Tanggung jawab wartawan
Elemen utama dalam persoalan keseharian wartawan/redaksi, tidak hanya dalam sumber berita. Atau, apakah sumber beritanya kredibel atau tidak. Tetapi yang terutama, apakah ia mempunyai dedikasi pada profesi atau apakah wartawan itu berangkat dengan kejujuran hati nuraninya. Profesi wartawan, bukanlah tempat bagi orang yang selalu punya prasangka buruk, terbawa dendam dan kebencian. Atau mereka yang bermain-main dengan kekuasaan (karena ia menentukan), menorehkan kesalahan dan keburukan orang kendatipun ia berniat menyatakan kebenaran. Karena, hal itu akan membuat pribadinya rancu dengan profesi yang diembannya.

Bahwa komitmen pertama wartawan tetap pada kebenaran adalah suatu keniscayaan. Esensi disiplin dalam kewartawanan melakukan verifikasi fakta. Bahwa berita itu harus selalu komprehensif dan proporsional. Tulislah apa yang sebetulnya terjadi, sudahkah berita itu berdasarkan fakta, jangan melebih-lebihkan.

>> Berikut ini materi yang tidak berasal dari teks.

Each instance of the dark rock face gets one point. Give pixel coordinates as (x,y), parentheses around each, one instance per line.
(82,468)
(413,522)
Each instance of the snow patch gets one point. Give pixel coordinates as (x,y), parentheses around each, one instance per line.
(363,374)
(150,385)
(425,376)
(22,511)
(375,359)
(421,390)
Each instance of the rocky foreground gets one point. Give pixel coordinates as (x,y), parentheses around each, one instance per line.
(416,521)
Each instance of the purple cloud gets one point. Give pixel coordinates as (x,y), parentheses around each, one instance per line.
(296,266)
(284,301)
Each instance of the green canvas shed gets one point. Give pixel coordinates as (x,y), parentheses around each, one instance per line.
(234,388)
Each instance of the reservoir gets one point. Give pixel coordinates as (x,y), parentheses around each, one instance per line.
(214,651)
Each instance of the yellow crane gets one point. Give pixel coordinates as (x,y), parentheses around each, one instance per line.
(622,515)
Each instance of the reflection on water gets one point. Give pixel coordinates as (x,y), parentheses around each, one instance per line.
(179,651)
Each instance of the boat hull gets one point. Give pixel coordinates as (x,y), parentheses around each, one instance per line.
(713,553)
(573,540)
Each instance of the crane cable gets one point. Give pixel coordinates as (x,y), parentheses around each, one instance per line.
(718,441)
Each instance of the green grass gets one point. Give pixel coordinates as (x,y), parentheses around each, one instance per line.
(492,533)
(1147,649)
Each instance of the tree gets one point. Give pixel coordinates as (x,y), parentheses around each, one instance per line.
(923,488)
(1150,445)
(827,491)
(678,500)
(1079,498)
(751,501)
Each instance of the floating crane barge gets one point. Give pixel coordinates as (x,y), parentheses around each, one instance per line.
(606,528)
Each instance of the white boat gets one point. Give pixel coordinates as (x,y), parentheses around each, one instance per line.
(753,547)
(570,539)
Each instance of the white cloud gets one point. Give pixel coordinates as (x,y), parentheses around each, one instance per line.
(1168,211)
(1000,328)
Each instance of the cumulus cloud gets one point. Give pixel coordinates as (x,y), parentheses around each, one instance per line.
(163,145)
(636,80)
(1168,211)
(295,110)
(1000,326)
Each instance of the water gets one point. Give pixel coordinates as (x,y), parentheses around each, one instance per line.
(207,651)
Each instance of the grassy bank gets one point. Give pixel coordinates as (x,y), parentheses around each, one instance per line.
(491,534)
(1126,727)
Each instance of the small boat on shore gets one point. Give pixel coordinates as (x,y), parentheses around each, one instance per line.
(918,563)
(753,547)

Masih banyak pelanggaran kode etik yang dilakukan wartawan dalam menulis berita atau laporan, tetapi luput dari perhatian masyarakat yang awam.

Kegemaran bermain-main dengan sumber yang tidak jelas menjadi salah satu contohnya. Masyarakat pun hanya mengeluh dan mencibir, hanya sedikit yang punya kesadaran kritis dan bersuara menempuh jalur hukum jika saja nama baik mereka diserang.

Wajarlah, wartawan seharusnya selalu diingatkan untuk tidak 'bermain-main' dengan narasumber yang tidak jelas, karena hal itu hanya akan mencemarkan profesinya sendiri, profesi beribu-ribu rekannya yang masih punya dedikasi tinggi memegang prinsip dan kode etik wartawan.